Chazz Palminteri in A Bronx Tale (1993)

Street vengeance, Sonny-style.

Perhaps having learned his lesson from the heat that the killing brought down on the block, or just having grown older and wiser with his elevated position in the Mafia, Sonny enforces a no-gun policy for Calogero and his reckless pals when they attempt to buy from a local thief in the 1968 scenes.

How to Get the Look

Chazz Palminteri in A Bronx Tale (1993)

Constantly walking the balance of being loved and feared, Sonny dresses consistent with his position as a respected neighborhood gangster: the silk jacket, pinky ring, and luxurious watch are all indicative of his mobbed-up lifestyle, with an open-neck shirt that both keeps him cool and doesn’t look overdressed for an afternoon on the block with his cronies. His subdued shades of gray, black, and blue avoid flash that would advertise his illicit associations to law enforcement.

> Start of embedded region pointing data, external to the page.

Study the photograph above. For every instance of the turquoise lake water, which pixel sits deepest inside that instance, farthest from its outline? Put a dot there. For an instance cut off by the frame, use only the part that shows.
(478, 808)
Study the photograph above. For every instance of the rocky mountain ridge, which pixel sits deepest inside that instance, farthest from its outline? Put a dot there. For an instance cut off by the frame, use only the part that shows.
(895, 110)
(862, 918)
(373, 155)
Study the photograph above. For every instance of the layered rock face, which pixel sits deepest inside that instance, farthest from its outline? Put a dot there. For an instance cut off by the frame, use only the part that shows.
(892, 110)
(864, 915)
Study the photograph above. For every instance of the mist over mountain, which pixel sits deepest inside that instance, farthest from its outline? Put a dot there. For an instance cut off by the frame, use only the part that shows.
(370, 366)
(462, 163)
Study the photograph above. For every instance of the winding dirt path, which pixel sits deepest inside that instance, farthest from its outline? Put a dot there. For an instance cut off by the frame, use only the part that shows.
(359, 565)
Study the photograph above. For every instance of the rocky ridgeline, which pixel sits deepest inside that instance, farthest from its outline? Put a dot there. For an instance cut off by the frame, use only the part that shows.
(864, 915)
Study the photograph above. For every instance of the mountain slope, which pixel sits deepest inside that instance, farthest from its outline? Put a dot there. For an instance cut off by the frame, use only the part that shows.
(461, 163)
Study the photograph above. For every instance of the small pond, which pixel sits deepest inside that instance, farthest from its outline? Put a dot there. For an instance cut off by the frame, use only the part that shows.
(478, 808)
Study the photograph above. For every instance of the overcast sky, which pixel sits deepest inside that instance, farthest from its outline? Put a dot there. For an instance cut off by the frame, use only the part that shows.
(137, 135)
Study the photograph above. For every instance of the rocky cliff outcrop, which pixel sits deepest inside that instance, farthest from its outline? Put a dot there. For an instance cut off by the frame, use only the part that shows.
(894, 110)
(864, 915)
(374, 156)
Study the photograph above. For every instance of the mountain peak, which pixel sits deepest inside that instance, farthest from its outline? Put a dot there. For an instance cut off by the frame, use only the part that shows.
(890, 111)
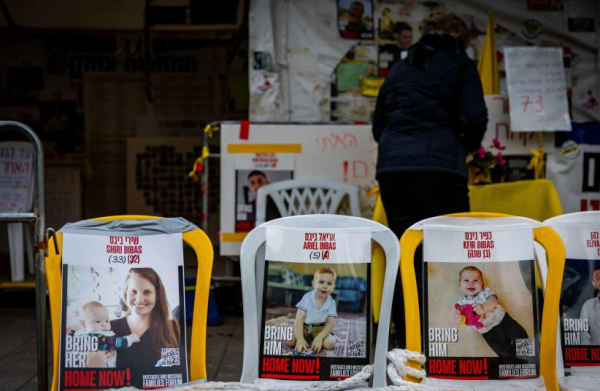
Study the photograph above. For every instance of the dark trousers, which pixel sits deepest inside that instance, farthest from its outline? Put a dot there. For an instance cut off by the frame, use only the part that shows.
(409, 197)
(501, 338)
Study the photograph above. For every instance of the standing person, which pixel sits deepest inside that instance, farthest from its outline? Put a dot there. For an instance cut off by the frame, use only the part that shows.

  • Gray patterned silk twill single-breasted 2-button sport jacket with narrow notch lapels, welted breast pocket, straight flapped hip pockets, 3-button cuffs, and short side vents
  • Ice-blue tonal track-striped voile short-sleeved shirt with point collar, front placket, and breast pocket
  • Black darted-front trousers with buckle-tab side adjusters, full-top “frogmouth”-style front pockets, button-through back-right pocket, and plain-hemmed bottoms
  • Black calf leather cap-toe oxford shoes
  • Black dress socks
  • White cotton sleeveless undershirt
  • Silver pinky ring with round diamond-encrusted, black-filled face
  • Stainless steel 40mm Movado Museum dress watch with black dial (with silver-toned 12:oo dot) on black calfskin leather strap

Do Yourself a Favor and…

Check out the movie.

I had the pleasure of seeing Chazz Palminteri perform his play live when he came to Pittsburgh last fall, and it was a delight to witness the now-70-year-old actor tell his story with all the energy, emotion, and humor at the heart of A Bronx Tale. I recommend checking out Palminteri’s one-man show if you get the opportunity!